Around the world, civic spaces are shifting. There are growing restrictions on free expression and public participation, and it’s increasingly difficult for people to organise and speak out. For youth-led movements in particular, these shifts add new barriers to advancing vital community work and holding those in power to account.

Despite this, the youth remain a rising force. Across Africa, Asia, Latin America, and the Pacific, young people have consistently demonstrated leadership in climate and environmental solutions, and they’ve worked intergenerationally with other change making movements. From playing a critical role in advocating for the Loss and Damage Fund at COP27, to mobilising legal action in South Korea and Germany, young people are driving meaningful progress on some of the world’s most urgent challenges.

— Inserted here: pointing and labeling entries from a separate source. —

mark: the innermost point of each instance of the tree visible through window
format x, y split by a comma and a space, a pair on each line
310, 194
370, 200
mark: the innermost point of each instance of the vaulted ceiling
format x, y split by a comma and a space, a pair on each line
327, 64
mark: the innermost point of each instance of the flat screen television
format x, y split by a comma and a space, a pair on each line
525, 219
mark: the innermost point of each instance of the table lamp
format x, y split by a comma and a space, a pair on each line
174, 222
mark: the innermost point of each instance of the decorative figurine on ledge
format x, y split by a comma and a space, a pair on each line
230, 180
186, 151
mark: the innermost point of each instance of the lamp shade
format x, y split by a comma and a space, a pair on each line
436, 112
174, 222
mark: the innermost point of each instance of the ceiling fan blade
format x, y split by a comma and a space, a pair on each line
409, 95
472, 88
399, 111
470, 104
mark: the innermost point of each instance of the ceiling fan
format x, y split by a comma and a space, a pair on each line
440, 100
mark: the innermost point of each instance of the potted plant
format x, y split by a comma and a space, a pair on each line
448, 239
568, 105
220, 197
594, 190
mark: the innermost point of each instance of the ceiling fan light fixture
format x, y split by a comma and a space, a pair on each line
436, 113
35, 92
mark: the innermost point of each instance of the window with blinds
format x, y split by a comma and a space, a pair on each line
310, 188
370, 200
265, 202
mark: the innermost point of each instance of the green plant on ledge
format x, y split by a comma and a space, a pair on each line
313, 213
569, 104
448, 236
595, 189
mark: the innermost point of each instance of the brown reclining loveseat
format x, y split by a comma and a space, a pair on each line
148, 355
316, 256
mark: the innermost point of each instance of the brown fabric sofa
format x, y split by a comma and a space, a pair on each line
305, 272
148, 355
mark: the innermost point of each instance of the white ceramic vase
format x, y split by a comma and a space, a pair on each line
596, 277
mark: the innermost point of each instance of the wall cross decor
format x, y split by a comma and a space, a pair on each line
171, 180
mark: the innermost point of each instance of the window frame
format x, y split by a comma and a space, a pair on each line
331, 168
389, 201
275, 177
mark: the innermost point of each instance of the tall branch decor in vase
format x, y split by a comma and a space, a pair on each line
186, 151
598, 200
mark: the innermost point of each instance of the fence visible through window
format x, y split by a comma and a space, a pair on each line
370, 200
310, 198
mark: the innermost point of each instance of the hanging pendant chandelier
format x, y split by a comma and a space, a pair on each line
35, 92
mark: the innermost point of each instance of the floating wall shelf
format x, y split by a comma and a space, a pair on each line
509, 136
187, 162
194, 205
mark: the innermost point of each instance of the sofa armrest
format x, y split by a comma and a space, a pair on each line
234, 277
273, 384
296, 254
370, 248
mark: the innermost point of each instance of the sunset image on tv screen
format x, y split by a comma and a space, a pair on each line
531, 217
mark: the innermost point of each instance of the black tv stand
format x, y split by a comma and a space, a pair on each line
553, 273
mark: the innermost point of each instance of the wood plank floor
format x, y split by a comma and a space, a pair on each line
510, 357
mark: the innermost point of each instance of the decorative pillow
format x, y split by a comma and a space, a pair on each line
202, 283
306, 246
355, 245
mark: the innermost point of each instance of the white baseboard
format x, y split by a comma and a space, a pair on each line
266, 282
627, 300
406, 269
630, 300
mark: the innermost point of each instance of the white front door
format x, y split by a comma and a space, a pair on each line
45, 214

Most recently, young students and peers from the Pacific led a historic campaign at the world’s highest judicial authority, the International Court of Justice, defending their right to a healthy climate. Their efforts resulted in a watershed ruling that, for the first time, affirmed the right of developing nations to seek damages and compensation for harm caused by climate change.

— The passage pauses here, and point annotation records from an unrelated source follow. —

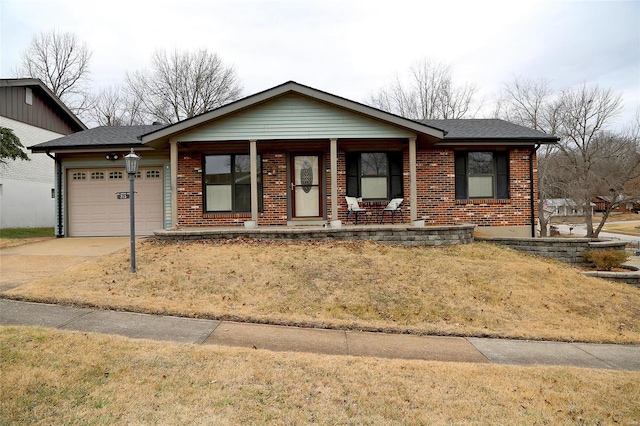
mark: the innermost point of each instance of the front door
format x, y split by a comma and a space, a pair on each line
306, 189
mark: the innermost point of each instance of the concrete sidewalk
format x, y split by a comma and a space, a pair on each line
332, 342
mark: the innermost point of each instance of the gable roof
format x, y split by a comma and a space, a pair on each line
160, 137
98, 137
488, 129
56, 103
446, 132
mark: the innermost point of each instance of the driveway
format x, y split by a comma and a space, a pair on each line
23, 264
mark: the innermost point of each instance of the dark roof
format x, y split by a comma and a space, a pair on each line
39, 85
488, 129
99, 137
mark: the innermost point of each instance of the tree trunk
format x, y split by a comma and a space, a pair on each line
588, 220
605, 216
543, 220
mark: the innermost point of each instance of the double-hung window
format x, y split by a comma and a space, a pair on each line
227, 181
482, 175
374, 175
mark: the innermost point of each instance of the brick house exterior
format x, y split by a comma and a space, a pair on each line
288, 156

These examples—and many others—underscore the critical role youth-led movements play in advancing climate action and rights, not only within their own communities but on a global scale, showing the importance of funding youth-led climate movements.

Funding Youth-Led Climate Movements: The Pace of Change

Three years after the first Youth Climate Justice Study revealed how limited philanthropic funding was for youth-led climate movements (in relation to the scale of their impact)—the landscape is finally beginning to shift. This change remains uneven and is happening all too slowly, but funding to youth-led groups has      doubled, rising from $42.5 million between 2019 and 2021 to $85.9 million between 2022 and 2024.

This growth is encouraging, but there’s still a long way to go. Youth-led movements remain severely under-resourced, and for most funders, supporting youth-led movements constitutes a niche focus rather than a core funding priority.